Неудача на полуострове Галлиполи вблизи пролива Дарданеллы была наиболее резким упреком Черчиллю. Память о ней была жива в 1940 г., отравляя отношение людей к Черчиллю, заставляя их сомневаться в его способности руководить страной во время войны. Даже те, кто считал его выдающимся человеком – а многие понимали это, – часто оказывались в замешательстве из-за его кажущегося неумения разобраться, склонности к преувеличению, чрезмерной возбудимости, граничащей с истерией. В 1931 г. он настолько раскипятился из-за перспективы индийской независимости, что назвал Махатму Ганди «полуголым факиром» – и эти слова, разумеется, не забыты в Индии.
Он неправильно истолковал общественные настроения при выработке своей позиции по отречению Эдуарда VIII в 1936 г. Он, казалось, придерживался взгляда, что король Англии вправе жениться на любой девчонке, будь она хоть американской разведенкой, иначе, черт возьми, какой же смысл быть королем? Однажды Черчилль выступал в палате общин, защищая Эдуарда VIII, но полностью потерял контроль над аудиторией и был заглушен протестующими криками. Парадоксально, что король при этом был нацистским сторонником, и, останься он на троне, он создал бы Черчиллю множество проблем.
Неприятели Черчилля также отмечали его гигантскую самовлюбленность, стремление оседлать любую волну, будь она большой или маленькой, и удерживаться на ее гребне, пока она не рассеется пеной на пляже. Когда они слышали его брань и зловещие предсказания о Гитлере и немецкой ремилитаризации, они слышали человека, который бранился до того и будет браниться дальше, его проклятья уже стали частью пейзажа, подобно проклятьям, разносящимся в Гайд-парке.
Необходимо признать, что его репутация не возникла на пустом месте. Были причины, чтобы считать его заносчивым и «неразумным», хотя бы потому, что отчасти это было правдой. Его уверенность в своих силах была сопряжена с вызовом смерти, он привык лезть по ветке дальше мыслимых пределов безопасного. Но почему он так себя вел?
В начале карьеры его не просто привыкли считать ненадежным, а даже полагали, что ненадежность – его врожденное свойство. Он появился на свет под блуждающей звездой.
Как-то я очутился в той самой комнате и глядел на ту самую кровать, где произошло это важное событие. Дальше по коридору, а точнее, по нескольким коридорам собирались участники громадного приема по случаю шестидесятилетия короля хедж-фондов XXI века.

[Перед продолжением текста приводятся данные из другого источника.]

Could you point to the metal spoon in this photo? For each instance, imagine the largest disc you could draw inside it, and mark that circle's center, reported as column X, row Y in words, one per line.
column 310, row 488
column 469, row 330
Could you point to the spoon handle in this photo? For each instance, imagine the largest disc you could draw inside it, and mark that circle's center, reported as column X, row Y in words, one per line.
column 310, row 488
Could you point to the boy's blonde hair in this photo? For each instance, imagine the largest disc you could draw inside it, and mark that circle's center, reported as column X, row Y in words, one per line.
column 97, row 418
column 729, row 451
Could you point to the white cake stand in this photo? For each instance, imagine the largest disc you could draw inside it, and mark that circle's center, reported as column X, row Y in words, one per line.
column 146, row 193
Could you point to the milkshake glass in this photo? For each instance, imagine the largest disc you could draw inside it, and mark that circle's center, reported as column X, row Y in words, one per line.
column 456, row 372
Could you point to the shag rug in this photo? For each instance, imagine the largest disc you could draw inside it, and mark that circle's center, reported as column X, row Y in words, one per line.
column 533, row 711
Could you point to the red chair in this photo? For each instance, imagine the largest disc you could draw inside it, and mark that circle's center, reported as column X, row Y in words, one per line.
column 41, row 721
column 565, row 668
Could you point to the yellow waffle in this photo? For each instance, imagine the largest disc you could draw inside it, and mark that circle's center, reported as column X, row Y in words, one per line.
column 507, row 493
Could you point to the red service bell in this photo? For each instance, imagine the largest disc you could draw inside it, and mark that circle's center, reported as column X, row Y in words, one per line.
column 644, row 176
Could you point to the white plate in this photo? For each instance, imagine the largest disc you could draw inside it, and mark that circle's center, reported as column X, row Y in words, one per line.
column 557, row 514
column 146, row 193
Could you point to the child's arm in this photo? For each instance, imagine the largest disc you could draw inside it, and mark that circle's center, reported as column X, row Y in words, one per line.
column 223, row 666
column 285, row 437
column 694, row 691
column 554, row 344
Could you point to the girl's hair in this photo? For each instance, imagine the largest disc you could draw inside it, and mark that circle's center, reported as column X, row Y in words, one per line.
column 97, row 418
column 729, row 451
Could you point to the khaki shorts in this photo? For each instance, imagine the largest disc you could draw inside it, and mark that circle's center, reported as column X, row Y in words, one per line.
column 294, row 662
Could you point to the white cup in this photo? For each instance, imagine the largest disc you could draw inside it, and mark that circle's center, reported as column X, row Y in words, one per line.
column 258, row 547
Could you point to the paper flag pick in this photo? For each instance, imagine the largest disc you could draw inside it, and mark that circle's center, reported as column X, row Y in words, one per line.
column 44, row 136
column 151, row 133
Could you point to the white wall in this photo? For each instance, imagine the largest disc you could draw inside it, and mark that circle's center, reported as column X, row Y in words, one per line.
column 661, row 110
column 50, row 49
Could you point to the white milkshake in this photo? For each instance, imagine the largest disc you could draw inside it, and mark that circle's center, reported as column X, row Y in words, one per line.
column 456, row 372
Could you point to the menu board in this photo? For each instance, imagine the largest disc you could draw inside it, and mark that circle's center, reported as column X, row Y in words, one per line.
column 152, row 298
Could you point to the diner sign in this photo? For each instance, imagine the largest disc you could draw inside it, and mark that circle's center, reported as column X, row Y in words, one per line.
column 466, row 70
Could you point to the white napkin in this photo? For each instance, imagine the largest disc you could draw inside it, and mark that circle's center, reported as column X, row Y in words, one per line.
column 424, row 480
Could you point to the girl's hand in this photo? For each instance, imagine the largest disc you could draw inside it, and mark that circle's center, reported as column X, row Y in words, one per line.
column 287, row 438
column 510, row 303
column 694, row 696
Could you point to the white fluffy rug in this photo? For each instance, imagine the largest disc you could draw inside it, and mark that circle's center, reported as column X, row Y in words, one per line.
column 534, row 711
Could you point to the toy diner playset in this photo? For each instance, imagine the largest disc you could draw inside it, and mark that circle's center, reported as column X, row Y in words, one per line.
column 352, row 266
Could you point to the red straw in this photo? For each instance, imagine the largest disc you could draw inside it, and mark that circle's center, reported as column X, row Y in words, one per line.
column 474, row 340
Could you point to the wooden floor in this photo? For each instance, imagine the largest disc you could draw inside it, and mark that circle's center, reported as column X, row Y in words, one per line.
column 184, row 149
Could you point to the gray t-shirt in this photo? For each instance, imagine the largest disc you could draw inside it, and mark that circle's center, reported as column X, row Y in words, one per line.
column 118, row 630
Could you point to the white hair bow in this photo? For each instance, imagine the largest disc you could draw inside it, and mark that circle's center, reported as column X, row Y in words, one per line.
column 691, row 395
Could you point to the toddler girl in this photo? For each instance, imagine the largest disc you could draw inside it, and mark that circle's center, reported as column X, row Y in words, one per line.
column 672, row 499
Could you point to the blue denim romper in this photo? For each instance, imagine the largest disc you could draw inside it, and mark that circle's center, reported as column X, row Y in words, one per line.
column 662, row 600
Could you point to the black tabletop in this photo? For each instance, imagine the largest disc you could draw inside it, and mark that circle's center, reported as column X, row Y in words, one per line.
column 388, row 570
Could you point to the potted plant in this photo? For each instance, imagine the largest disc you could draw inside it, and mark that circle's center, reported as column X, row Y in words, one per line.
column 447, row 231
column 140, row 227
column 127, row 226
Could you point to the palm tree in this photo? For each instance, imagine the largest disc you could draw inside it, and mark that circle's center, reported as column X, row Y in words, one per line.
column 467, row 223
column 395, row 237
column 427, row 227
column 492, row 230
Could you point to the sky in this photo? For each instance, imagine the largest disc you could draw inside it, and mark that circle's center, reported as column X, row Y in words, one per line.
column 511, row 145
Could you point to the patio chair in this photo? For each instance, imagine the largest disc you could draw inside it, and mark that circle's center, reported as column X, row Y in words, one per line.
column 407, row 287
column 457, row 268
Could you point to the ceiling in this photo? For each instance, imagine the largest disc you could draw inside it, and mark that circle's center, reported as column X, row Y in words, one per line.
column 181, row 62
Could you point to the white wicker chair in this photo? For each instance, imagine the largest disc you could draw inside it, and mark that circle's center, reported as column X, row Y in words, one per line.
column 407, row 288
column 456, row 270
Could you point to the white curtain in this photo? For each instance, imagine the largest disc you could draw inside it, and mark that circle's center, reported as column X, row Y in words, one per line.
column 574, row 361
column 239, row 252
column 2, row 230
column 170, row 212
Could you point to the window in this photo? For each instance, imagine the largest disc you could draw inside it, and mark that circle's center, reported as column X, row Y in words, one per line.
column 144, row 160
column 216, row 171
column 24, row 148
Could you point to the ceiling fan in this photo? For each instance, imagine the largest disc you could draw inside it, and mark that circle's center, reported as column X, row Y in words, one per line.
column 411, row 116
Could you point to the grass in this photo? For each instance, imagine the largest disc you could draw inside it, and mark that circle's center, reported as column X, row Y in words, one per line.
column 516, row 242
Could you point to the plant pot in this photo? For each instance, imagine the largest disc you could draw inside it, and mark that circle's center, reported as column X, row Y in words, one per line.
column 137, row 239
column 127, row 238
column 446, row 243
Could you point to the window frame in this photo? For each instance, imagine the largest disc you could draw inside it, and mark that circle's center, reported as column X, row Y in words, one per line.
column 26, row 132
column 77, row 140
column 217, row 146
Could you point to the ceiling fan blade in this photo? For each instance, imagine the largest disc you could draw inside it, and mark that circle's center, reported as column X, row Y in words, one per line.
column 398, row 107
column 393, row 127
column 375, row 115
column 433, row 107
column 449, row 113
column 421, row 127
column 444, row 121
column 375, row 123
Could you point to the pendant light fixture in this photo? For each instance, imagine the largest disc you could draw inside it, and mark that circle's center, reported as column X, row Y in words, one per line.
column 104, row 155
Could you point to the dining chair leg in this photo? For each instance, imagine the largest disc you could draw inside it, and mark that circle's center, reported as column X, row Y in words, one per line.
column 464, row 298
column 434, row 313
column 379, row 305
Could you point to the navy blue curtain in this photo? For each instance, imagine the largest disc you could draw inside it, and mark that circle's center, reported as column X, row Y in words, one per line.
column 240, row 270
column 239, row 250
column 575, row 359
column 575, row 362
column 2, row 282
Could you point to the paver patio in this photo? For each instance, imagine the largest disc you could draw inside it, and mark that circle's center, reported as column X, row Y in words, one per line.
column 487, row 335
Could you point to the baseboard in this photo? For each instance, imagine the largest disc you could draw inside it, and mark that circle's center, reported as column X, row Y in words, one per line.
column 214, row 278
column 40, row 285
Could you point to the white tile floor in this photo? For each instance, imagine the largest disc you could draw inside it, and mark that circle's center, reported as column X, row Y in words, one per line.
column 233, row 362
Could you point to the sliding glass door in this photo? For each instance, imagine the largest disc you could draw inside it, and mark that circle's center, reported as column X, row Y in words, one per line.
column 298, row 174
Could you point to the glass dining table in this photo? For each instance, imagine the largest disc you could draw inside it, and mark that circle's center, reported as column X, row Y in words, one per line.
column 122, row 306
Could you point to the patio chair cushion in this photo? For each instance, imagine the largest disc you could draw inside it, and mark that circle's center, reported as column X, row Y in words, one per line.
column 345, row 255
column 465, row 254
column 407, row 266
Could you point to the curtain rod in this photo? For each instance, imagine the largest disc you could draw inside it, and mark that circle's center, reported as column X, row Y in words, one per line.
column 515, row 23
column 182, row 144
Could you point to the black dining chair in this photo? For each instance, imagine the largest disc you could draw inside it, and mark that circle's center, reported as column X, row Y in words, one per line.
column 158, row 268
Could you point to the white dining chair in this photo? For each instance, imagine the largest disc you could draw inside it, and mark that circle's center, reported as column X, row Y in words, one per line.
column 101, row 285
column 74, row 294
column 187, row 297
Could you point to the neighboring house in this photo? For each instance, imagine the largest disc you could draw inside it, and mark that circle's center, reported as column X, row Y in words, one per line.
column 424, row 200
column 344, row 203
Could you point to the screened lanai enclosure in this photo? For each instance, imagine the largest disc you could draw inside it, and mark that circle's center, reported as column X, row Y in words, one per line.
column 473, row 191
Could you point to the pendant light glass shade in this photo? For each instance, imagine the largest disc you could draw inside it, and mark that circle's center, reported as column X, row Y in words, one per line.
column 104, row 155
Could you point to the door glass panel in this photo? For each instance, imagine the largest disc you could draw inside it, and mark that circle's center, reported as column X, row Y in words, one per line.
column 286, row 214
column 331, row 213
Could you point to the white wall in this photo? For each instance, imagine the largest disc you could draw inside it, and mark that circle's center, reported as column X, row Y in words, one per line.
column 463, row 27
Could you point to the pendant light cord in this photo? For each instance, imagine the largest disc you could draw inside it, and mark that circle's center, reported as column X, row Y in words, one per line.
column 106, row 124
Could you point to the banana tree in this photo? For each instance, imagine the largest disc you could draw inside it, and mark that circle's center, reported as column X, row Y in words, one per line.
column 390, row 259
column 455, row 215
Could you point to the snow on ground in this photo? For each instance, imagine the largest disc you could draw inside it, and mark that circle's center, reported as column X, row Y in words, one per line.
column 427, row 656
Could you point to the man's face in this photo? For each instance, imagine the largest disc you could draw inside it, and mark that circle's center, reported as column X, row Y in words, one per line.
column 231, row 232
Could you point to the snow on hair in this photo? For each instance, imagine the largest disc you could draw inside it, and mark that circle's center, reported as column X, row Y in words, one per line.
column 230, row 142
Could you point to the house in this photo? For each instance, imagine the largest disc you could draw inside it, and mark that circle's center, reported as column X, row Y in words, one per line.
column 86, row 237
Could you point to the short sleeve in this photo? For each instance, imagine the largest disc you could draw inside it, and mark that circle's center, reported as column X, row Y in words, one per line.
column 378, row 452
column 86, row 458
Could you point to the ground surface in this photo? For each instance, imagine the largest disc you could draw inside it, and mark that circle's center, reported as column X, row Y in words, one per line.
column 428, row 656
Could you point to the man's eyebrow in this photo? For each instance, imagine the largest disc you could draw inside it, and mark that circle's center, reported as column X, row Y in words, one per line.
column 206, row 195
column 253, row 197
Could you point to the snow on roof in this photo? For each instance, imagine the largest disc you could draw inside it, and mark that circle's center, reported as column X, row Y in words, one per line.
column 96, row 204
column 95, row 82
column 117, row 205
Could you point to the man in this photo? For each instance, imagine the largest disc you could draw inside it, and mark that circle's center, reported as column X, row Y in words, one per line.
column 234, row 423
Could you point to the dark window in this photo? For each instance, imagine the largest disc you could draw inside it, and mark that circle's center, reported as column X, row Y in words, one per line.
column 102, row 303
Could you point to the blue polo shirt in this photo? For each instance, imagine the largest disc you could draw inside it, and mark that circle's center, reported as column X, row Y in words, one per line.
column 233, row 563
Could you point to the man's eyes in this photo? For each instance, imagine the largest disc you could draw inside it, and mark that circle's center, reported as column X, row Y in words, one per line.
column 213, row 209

«Подождите, – сказал я, когда нас сопроводили к первой фаланге официанток с шампанским, – вы можете показать нам комнату, где родился Черчилль?» Любезная экономка провела нас по боковому коридору в маленькую квадратную комнату на первом этаже.
Когда закрылась дверь и стих шум, можно было вообразить, что мы перенеслись на 140 лет назад, к кульминации другого торжественного приема. Если прищурить глаза, то вместо электрических светильников перед нами мерцали газовые, на стенах были те же самые безвкусные обои, в камине такой же веселый огонь, а вокруг были те же чаши и кувшины с гербом Мальборо.
Мысленным взором я четко видел все: верхнюю одежду гуляк, поспешно сброшенную с кровати, кувшины, наполненные горячей водой, а в постели – Дженни Черчилль с большим животом. Ее внезапно настигли родовые схватки, и она даже не сумела подняться наверх. Ей было всего двадцать лет, но она уже успела стать знаменитой и считалась одной из прекраснейших женщин лондонского общества.
Днем все были на охоте. По воспоминаниям одних, она тогда поскользнулась и упала; как рассказывали другие, она слишком увлеченно танцевала на балу. Как бы то ни было, 30 ноября 1874 г. в 1:30 ночи она родила младенца, которого ее муж описал как «чрезвычайно хорошенького и очень здорового».
Чтобы понять психологический склад Уинстона Леонарда Спенсера-Черчилля, необходимо проявить внимание к месту и времени его рождения. Комната находилась в самом сердце Бленхеймского дворца, который был родовым имением герцогов Мальборо. Дворец огромен, в нем 186 комнат, и само строение раскинулось на площади в 3 гектара, не говоря уже об озерах, лабиринтах, колоннах, парках, триумфальных арках и так далее. Это здание – единственное в Британии, которое, не будучи королевским или епископальным, называется дворцом.
Хотя у него есть и очернители, для меня этот дворец с его симметрично вздымающимися и падающими крыльями, восхитительно бессмысленными парапетами, заканчивающими украшениями из камня медового цвета, – величайший шедевр английской барочной архитектуры. Бленхейм – это архитектурное заявление, и оно гласит: я велик, я величественнее всего, что вы когда-либо видели.